Overview: MCMC Procedure

The MCMC procedure is a general purpose Markov chain Monte Carlo (MCMC) simulation procedure that is designed to fit Bayesian models. Bayesian statistics is different from traditional statistical methods such as frequentist or classical methods. For a short introduction to Bayesian analysis and related basic concepts, see Chapter 7: Introduction to Bayesian Analysis Procedures. Also see the section A Bayesian Reading List for a guide to Bayesian textbooks of varying degrees of difficulty.

In essence, Bayesian statistics treats parameters as unknown random variables, and it makes inferences based on the posterior distributions of the parameters. There are several advantages associated with this approach to statistical inference. Some of the advantages include its ability to use prior information and to directly answer specific scientific questions that can be easily understood. For further discussions of the relative advantages and disadvantages of Bayesian analysis, see the section Bayesian Analysis: Advantages and Disadvantages.

It follows from Bayes’ theorem that a posterior distribution is the product of the likelihood function and the prior distribution of the parameter. In all but the simplest cases, it is very difficult to obtain the posterior distribution directly and analytically. Often, Bayesian methods rely on simulations to generate sample from the desired posterior distribution and use the simulated draws to approximate the distribution and to make all of the inferences.

PROC MCMC is a flexible, simulation-based procedure that is suitable for fitting a wide range of Bayesian models.

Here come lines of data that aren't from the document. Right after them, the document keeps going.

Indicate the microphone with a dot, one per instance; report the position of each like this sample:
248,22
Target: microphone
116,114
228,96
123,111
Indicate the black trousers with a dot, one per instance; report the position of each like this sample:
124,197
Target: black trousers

To use PROC MCMC, you need to specify a likelihood function for the data and a prior distribution for the parameters. If you are fitting hierarchical models, you can specify a hyperprior distribution or distributions for the random-effects parameters. PROC MCMC then obtains samples from the corresponding posterior distributions, produces summary and diagnostic statistics, and saves the posterior samples in an output data set that can be used for further analysis. Although PROC MCMC supports a suite of standard distributions, you can analyze data that have any likelihood, prior, or hyperprior, as long as these functions are programmable using the SAS DATA step functions. There are no constraints on how the parameters can enter the model, in either linear or any nonlinear functional form.

The MODEL statement in PROC MCMC can automatically model missing data, response variables, or covariates. In releases before SAS/STAT 12.1, observations with missing values were discarded prior to the analysis. Now, PROC MCMC treats the missing values as unknown parameters and incorporates the sampling of the missing values as part of the simulation.

PROC MCMC selects a sampling method for each parameter or a block of parameters. For example, when conjugacy is available, samples are drawn directly from the full conditional distribution by using standard random number generators. In other cases, PROC MCMC uses an adaptive blocked random walk Metropolis algorithm that uses a normal proposal distribution. You can also choose alternative sampling algorithms, such as the slice sampler.